Como não pensar em Pablo Ledesma quando ouvimos a improvisação livre de Camila Nebbia? Como não relacionar o jazz-rock de Pájaro de Fuego com as virtuosas invenções de Juan “Pollo” Raffo? Mariano Loiácono não tem Juan Cruz Urquiza e Clifford Brown? É preciso lembrar que, desde o próprio nome, o grupo Escalandrum inspira-se no jazz contemporâneo ao mesmo tempo que venera a música de Astor Piazzolla? Quanto “argentino” é o estilo intenso de Leo Genovese?

Pode não ser apropriado falar de influências diretas. Talvez você tenha que pensar em relações de contingência: uma comunidade transitória habitada por jazzistas do mesmo país, ao mesmo tempo. Eles se conhecem e se ouvem. Alguns ouvem sobre os outros. Eles vão aos mesmos shows de artistas internacionais. Eles compartilham cenários, gravadoras e problemas … Isso não é suficiente para definir uma cena?

Com enorme habilidade, à maneira de um etnógrafo urbano, Ríos registra um acontecimento com precisão e belos dados, uma marcha que não cessa nem se cristaliza, a não ser pelos registros que documentam os pequenos grandes passos que o jazz deu nos últimos anos. Editor da revista online Argentjazz, Ríos tem um notável corpus de entrevistas com os principais músicos argentinos ativos no século XXI. Ele pôde ouvir seus projetos, suas preocupações, seus sonhos.

Em crescendo cronológico, mas também parcialmente ancorado nas mais diversas facetas do novo jazz (composições, produção independente, espaços urbanos, ligações com tango e rock, mulheres Jazeera, capitais / províncias, emigrantes / imigrantes, mídia e streaming, etc.) , Ríos descreve os contextos políticos e socioeconômicos sem os quais as vicissitudes do jazz no sul seriam incompreensíveis.

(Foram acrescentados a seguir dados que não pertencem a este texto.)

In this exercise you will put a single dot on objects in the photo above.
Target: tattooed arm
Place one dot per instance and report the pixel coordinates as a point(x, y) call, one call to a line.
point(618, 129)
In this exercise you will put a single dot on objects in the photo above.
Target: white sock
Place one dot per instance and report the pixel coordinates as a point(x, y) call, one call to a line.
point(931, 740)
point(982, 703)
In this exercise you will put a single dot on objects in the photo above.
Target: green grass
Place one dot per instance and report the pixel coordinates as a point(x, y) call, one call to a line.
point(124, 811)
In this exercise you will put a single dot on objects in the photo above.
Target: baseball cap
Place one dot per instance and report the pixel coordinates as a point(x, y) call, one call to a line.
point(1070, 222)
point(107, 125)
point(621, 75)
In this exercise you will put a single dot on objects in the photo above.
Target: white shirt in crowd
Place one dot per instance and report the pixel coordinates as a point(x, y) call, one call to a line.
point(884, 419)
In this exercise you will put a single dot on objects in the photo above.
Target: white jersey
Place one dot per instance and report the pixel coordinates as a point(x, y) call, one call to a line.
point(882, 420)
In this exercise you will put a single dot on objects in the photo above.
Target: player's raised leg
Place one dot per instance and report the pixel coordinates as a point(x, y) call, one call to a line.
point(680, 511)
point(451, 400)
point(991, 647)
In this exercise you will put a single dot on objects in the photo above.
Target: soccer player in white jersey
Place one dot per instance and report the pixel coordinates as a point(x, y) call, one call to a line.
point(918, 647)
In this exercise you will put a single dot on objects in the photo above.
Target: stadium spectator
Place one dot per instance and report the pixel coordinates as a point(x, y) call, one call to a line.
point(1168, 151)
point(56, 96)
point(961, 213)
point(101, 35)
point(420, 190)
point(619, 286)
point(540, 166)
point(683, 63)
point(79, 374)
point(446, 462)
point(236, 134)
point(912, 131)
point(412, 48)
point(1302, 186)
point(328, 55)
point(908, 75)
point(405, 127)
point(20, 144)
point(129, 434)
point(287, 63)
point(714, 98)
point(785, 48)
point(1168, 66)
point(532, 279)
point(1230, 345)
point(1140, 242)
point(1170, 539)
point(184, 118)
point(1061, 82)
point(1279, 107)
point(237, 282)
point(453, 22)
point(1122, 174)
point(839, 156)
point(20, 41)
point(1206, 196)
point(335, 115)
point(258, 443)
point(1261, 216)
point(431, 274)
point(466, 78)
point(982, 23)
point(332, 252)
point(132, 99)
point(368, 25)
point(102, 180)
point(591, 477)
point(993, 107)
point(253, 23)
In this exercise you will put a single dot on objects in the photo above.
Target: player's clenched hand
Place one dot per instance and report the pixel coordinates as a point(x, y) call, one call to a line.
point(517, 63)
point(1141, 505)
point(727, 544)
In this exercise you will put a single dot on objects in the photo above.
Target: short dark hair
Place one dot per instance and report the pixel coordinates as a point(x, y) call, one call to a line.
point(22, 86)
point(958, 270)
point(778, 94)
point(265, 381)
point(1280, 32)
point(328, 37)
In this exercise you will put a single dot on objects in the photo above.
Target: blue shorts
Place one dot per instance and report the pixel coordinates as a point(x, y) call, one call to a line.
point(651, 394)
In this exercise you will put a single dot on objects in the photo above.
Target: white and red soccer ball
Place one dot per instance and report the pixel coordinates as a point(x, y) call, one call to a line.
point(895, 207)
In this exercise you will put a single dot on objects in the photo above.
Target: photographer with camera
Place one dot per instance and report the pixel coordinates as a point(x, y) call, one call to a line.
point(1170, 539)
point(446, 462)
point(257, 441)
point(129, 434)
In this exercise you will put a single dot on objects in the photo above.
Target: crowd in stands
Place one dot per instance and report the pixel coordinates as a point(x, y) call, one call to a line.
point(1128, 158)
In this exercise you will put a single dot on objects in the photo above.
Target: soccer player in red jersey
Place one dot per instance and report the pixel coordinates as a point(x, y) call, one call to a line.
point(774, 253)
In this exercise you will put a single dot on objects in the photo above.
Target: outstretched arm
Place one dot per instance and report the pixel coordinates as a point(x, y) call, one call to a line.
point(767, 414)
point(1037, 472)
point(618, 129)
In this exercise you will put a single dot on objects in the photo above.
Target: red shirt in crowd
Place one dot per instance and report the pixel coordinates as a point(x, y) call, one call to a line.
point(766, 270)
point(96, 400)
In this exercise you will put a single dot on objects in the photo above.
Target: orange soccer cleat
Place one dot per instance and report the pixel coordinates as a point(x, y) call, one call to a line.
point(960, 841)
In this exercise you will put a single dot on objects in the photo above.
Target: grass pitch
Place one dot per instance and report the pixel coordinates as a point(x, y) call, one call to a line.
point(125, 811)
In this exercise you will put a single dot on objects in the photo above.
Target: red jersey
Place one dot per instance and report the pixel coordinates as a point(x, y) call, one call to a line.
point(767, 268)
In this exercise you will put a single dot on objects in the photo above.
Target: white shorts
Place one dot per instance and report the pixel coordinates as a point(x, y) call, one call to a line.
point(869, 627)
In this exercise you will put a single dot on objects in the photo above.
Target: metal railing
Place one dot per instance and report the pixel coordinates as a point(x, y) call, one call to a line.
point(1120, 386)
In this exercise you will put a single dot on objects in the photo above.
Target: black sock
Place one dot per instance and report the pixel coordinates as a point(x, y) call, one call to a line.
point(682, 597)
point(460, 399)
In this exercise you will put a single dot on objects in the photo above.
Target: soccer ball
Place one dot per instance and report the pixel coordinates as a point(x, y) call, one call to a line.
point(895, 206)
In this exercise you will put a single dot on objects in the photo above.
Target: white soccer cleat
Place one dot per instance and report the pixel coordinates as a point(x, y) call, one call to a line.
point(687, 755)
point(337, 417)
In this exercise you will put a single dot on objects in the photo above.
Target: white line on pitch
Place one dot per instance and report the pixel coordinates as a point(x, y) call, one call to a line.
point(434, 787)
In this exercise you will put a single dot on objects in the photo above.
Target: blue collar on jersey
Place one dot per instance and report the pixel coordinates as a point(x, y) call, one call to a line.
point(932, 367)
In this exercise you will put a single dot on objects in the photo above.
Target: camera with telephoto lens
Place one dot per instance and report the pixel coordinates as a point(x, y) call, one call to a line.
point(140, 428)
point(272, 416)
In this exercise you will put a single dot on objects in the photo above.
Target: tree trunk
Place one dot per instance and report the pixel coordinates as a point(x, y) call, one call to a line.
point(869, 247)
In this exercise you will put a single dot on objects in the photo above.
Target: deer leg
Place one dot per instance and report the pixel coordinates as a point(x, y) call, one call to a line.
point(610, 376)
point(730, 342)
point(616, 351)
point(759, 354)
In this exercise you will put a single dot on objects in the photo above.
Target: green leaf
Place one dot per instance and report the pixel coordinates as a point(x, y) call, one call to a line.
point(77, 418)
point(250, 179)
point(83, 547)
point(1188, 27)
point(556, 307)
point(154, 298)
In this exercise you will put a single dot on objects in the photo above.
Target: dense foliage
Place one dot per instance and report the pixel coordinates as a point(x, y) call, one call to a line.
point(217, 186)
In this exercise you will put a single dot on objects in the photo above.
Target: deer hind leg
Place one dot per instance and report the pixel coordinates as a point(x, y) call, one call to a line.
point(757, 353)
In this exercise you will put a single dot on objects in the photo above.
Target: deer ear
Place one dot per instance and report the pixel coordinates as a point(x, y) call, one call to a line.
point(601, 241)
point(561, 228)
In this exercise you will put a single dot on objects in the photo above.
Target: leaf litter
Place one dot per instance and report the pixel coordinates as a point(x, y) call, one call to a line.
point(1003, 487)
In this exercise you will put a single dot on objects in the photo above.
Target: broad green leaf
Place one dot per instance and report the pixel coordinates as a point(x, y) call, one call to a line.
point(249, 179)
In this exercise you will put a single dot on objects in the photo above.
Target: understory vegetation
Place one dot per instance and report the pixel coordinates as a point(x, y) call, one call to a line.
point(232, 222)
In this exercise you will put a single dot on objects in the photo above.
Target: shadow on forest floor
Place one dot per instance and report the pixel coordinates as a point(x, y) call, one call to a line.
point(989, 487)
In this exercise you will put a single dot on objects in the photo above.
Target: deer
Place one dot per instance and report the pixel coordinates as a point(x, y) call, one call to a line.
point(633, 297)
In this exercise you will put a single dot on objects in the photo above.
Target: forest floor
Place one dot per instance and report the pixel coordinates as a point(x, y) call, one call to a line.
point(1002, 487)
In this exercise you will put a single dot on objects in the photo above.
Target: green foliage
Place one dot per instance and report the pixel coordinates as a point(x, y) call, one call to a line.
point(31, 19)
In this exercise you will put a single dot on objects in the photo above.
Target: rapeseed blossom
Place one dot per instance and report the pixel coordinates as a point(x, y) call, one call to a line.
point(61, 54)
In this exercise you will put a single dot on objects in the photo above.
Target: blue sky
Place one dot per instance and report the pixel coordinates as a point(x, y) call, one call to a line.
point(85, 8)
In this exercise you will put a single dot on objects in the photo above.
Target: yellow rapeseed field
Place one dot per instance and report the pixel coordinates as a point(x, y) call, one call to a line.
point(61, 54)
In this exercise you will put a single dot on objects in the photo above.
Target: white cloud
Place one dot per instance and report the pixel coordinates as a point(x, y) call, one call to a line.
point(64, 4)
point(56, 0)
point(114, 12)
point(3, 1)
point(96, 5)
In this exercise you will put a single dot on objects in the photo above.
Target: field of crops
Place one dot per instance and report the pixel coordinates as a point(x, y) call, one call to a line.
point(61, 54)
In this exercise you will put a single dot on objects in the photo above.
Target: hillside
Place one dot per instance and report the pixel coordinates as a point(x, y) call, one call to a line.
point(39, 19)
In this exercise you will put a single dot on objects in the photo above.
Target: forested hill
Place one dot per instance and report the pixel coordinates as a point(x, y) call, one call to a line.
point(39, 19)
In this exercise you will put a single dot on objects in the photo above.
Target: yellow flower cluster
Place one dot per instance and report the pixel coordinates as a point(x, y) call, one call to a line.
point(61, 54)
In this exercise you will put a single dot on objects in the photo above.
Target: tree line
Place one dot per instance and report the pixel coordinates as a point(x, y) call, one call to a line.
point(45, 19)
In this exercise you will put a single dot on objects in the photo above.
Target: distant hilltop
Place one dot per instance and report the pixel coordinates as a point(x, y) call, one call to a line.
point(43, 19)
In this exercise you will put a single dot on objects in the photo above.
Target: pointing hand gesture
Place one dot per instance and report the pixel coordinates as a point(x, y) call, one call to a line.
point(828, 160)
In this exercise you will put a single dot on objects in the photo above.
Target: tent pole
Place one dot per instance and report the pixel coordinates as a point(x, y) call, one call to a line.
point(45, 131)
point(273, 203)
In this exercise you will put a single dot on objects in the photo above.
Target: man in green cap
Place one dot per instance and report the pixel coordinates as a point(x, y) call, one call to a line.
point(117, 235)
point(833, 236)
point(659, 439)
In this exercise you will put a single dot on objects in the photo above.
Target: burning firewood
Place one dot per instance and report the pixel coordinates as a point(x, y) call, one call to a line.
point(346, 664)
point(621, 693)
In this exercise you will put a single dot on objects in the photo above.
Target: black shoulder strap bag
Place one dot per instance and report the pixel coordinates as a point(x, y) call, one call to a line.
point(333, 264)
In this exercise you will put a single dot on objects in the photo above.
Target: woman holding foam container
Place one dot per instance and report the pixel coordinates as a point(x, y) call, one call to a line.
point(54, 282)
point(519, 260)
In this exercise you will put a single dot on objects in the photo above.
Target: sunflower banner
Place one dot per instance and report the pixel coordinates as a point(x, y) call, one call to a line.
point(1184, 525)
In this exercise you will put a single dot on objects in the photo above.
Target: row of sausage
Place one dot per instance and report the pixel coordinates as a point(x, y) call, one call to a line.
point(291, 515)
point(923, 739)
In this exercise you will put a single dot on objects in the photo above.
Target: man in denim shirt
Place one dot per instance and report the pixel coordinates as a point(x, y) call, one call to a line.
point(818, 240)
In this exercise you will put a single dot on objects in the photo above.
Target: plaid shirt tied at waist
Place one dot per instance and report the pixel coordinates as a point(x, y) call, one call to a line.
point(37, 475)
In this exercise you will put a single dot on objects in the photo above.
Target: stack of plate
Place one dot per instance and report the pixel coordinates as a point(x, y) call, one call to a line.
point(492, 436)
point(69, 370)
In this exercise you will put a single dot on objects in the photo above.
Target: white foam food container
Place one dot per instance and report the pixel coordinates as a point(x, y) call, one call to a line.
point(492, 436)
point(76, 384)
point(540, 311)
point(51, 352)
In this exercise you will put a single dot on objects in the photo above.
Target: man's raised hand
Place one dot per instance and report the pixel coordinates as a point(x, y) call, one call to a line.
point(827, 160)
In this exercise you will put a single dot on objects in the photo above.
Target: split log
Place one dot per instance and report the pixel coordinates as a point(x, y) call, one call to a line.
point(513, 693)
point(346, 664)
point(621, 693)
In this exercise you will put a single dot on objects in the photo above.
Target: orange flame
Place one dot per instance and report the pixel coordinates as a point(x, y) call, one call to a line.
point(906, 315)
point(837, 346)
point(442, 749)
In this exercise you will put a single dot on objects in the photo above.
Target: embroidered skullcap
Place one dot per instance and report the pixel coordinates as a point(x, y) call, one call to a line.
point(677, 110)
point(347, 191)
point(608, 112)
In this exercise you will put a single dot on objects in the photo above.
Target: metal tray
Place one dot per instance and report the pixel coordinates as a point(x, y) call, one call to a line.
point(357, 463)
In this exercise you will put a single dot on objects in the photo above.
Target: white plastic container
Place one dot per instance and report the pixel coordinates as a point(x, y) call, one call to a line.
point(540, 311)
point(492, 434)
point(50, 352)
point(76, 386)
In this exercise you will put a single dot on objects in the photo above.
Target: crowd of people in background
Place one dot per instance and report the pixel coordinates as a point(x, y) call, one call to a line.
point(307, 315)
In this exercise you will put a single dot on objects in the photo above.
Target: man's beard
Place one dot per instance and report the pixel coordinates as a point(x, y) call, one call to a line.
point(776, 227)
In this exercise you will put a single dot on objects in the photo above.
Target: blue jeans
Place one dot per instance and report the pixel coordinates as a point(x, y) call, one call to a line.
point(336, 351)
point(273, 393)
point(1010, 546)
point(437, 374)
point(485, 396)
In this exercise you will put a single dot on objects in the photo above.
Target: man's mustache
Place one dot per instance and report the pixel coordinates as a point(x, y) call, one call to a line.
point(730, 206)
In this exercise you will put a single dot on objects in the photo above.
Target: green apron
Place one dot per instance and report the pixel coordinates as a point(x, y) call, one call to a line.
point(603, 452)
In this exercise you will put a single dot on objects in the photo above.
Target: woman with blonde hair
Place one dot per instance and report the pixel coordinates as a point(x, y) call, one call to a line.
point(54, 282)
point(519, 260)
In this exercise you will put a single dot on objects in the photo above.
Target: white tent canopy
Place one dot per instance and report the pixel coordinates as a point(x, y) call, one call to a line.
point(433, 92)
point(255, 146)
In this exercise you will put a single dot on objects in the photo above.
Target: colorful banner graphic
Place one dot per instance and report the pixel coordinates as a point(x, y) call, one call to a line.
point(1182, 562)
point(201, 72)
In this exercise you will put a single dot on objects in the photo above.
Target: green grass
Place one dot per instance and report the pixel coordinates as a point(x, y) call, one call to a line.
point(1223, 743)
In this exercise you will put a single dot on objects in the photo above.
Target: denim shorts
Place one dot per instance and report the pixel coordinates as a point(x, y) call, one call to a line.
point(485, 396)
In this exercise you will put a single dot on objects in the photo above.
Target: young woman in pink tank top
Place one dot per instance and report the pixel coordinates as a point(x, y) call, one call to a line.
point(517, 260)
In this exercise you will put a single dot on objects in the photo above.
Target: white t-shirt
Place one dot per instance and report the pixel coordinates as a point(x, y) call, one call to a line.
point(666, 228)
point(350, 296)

A crise de 2001, após a implosão da convertibilidade. O desastre social e a recuperação pós-2003. A tragédia de Cromañón e seus efeitos negativos sobre a disponibilidade de casas de show de música ao vivo na cidade de Buenos Aires. As celebrações do Bicentenário – ausência de jazz – e a pandemia – refúgios do jazz. Nenhuma expressão de jazz foi tão abstrata a ponto de não ser, de uma forma ou de outra, impactado pelo contexto em que buscou se desenvolver. Nesse sentido, a história recente do jazz argentino não pode ser lida separadamente da história de todos nós como sociedade.

O jazz dos anos 90 olha para trás“, escreveu Eric Hobsbawm, 25 anos atrás. Citado por Ríos, a referência é oportuna: talvez a melhor prova da vitalidade que a música de tradição afro-americana adquiriu em nosso país seja o fato de que aquela aguda observação do grande historiador inglês não representa o ethos do jazz hoje.